ヤツが何者なのか正体は掴めてないが、ヤクザとつながりのある殺し屋を刑事が本気になって探すはずがない」


戒がテーブルの上に腕を置き、ゆっくりとした仕草で手を組んだ。


「ヤクザ同士で相打ちになってくれることを願ってるだけですよ。


余計な情報を敵に知らせることもないです」


キョウスケもそう言ったけど。


「でも殺人だぜ!クスリとか、武器売買なんてレベルじゃないよ」


「でも死体はない」


戒があたしの言葉にかぶせるように言って


「凶器もない」


キョウスケが後を引き継いだ。


そりゃもっともだけど…


「だってこの目で見たわけだし…」


「刑事に本当のこと言わないのは、俺たちが次の標的になるかもしれないってこともあるからだ。


白へびの雇った男たちを簡単に殺すようなヤツだぜ?


下手なこと喋ったら、今度は俺らの命も危ない」


戒は自分の首を斬る仕草で片眉を吊り上げた。


余計なことを喋ったら次殺されるのは




あたしたち。





ごくり、と生唾を飲み込み、


「戒さんの言う通りです。


今は黙って打ち合わせ通りに」


キョウスケの真剣な言葉に、あたしは頷くしかなかった。


「なぁ白へびがあそこに居た目的はなんやろな。


朔羅が見たって言う社の下に、何かを掘り起こした形跡があった。
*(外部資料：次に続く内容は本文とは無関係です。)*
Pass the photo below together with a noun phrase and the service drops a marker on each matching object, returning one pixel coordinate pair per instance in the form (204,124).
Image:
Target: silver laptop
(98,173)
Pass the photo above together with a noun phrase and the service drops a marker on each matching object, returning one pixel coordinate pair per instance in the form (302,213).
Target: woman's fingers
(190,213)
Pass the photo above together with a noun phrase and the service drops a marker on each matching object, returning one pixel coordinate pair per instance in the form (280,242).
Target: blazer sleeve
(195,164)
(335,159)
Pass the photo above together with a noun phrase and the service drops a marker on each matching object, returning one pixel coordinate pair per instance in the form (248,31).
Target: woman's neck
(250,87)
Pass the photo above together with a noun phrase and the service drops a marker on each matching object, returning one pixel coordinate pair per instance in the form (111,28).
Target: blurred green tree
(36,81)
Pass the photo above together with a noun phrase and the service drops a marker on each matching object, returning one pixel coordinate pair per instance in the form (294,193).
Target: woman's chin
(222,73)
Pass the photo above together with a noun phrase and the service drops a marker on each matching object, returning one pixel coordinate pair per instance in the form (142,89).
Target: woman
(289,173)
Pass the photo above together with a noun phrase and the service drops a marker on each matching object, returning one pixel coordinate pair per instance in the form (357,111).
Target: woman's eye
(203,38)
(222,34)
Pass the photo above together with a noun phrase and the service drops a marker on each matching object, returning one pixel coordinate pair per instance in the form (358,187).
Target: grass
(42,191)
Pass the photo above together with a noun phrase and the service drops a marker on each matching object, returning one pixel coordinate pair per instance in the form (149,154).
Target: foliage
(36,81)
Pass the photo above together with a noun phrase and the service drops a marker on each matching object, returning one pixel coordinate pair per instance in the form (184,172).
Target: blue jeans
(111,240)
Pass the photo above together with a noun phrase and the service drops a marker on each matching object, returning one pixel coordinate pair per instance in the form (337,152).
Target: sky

あれを探しにきたんじゃねぇか?」



「それだよ!」


「でも何が埋まってたのかは不明ですよね」


「それもそうだけど」


「武器とかの類ではないぜ?長さ十センチにも満たない小さなものだ」


「それぐらいのもんなんていくらでもあるよ」



そんなやり取りをしているときだった。



ガチャッ


扉が開いて、またも刑事が顔を出した。